The pages that are no longer suffering "penalties" should not have been penalised. Its not that penalties have not been applied, its that some pages are no longer "penalised". As such, I do not beleive it has anything to do with any intentional penalty process.
Now on to some wild theorising...
Contary to me previous post (or perhaps in addition), my working theory is that these are pages that slipped through the cracks of the previous infrastructure. Possibly in an environment that suffers from resource competition, some data must be discarded. Either you can discard data randomly, or you can select data for discard.
Lets assume G selects. This will be likely be low-level data (OBLs on PR<0.01 pages for eg), which you would expect to have negligible impact.
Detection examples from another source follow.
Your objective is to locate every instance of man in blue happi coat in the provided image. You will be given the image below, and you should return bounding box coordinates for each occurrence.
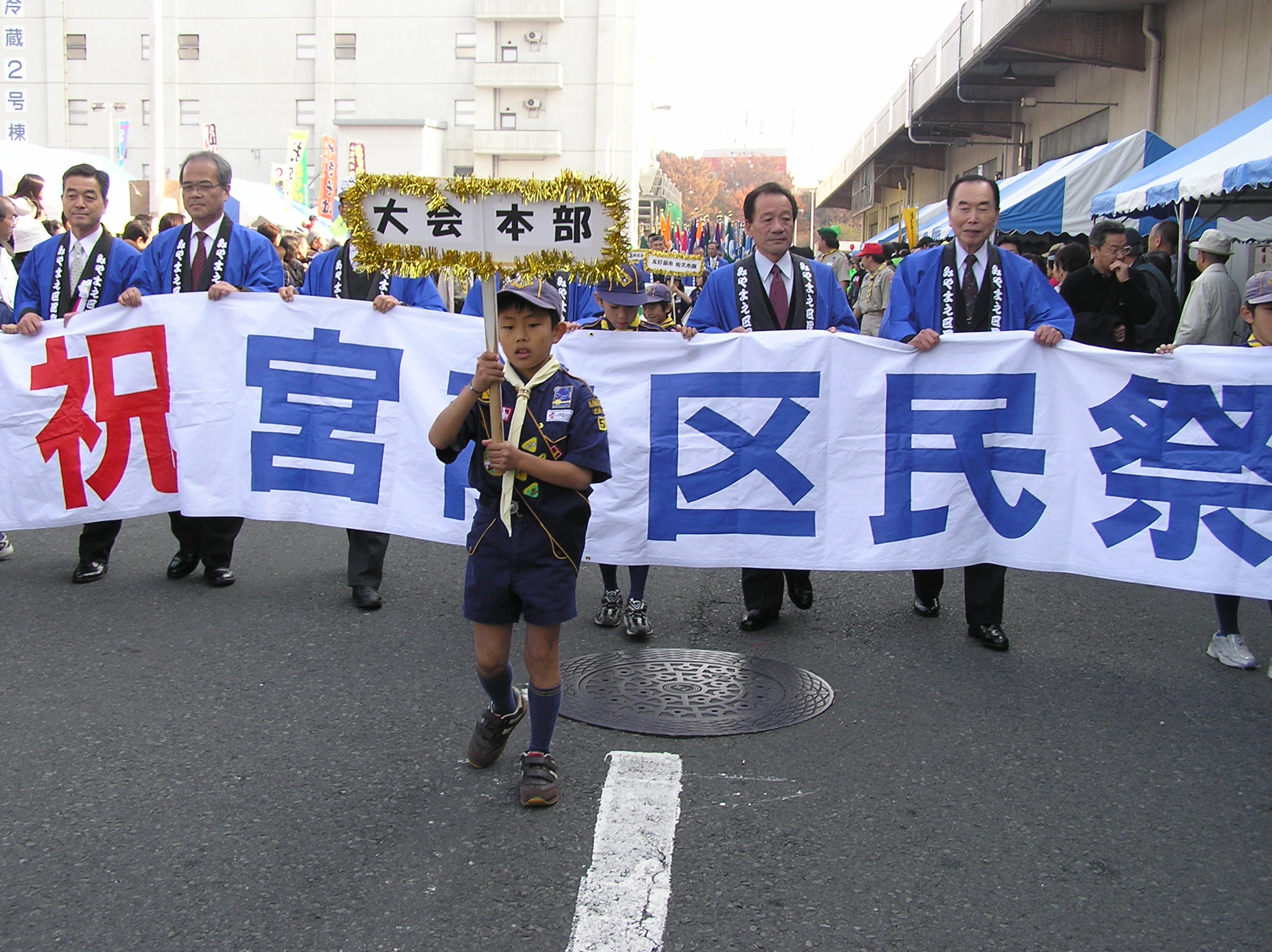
[688,182,857,631]
[4,164,140,583]
[120,151,284,588]
[279,242,446,611]
[459,271,602,323]
[879,176,1074,652]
However, the Butterfly Effect of adding in this data does have noticable impact.
As a purely speculative addendum to this theory, random "waves" of "penalties" could occur when the data loss gets scaled up, to PR<0.011 for eg.
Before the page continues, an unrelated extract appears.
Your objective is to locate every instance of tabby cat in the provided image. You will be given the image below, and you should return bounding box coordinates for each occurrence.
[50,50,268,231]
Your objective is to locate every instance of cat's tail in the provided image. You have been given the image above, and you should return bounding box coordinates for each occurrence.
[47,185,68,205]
The pages that are no longer suffering "penalties" should not have been penalised.
The sites/pages I'm talking about were penalised for very understandable reasons. I liked them being penalised because my understanding of why they were helped me to plan my activities. Now I don't know if they are permanently back or if they will eventually have the penalty applied again. I'd like to know this as it would help me to plan.
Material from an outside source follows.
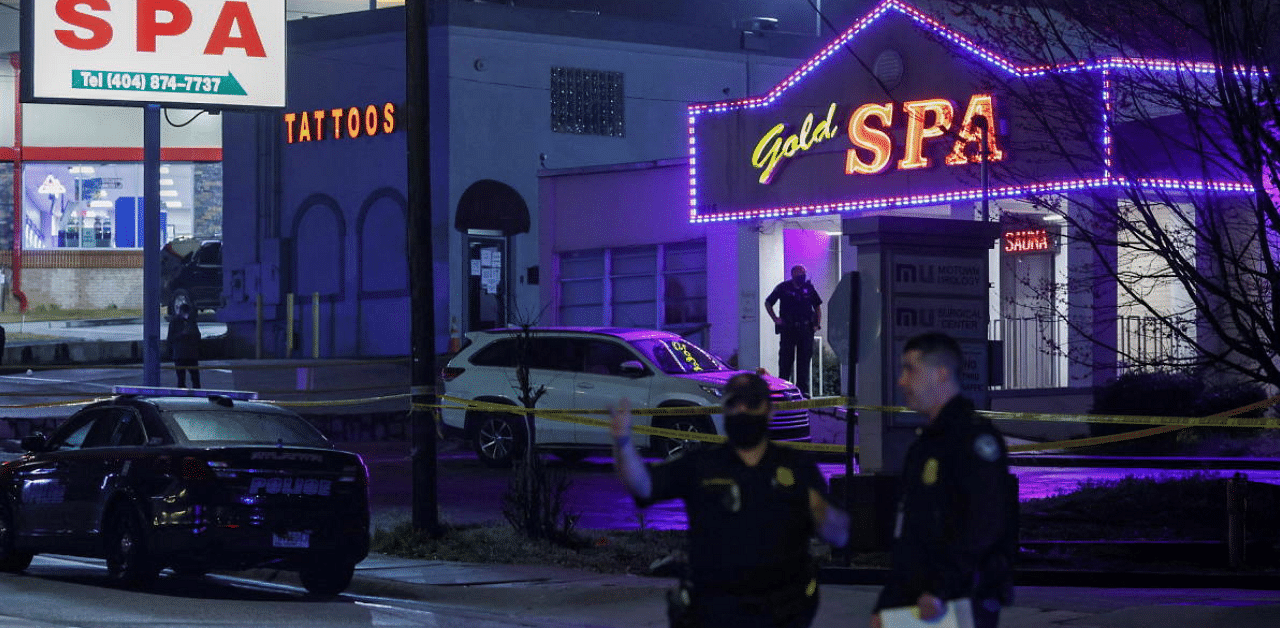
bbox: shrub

As an aside I've noticed in my niche that virtually every site in the top 20 or 30 has bought links, some more than others. The current results for the most valuable terms are ranked by how good the site owner or their SEO is at buying links. If Google penalised everyone who had bought links the top of SERPS would be full of lame sites and that would have everyone running over to Bing. I wonder if Google's attitude will be forced to change in view of this.
Thanks for the reply, tedster. So with all this "complexity" and "odd anomalies", is it possible that the Google employees themselves don't know exactly how the SERPs will be affected when Caffeine is implemented?
is it possible that the Google employees themselves don't know exactly how the SERPs will be affected
Thats why every major update has a series of aftershocks, as unforseen problems are fixed, patched and bodged.
And also why Caffeine specifically asks for feedback.
Its like saying, "don't meteorologists know the impact on weather if you rearrange the ocean currents". Thers no way to accurately predict results given current ocean currents (or SE algos), let alone what will happen if a major componant changes.
I wonder if this time they have ironed out the christmas lead drought that seems to happen every year around Columbus Day and finally abates in the first week of January ?
All the best
If the Caffein infrastructure is already being used as others have said in this thread
Right, and of course they [we] all know about as much about the timing of this release, whether it has [or has not] been already incorporated at least in some segmentation to the current SERP's, which is why I mentioned 'perhaps'.
I, for one, cannot see how the Caffeine results currently 'match' to the current SERP's in any way more than providing another 'flavor' of what is currently there. But I do subscribe to the summer "we busted it and have the fix now" theory.
It's the complexity effect - the GFS isn't like a mysql database. Data is sharded into various kinds of pieces and then stored across a huge server farm.
It's to me something like DRDB.
I see very outdated results in Caffeine, so it's like they pushed all old data back to years ago and then reapplying algorithms, filters, etc..
But of course, it's not that simple :)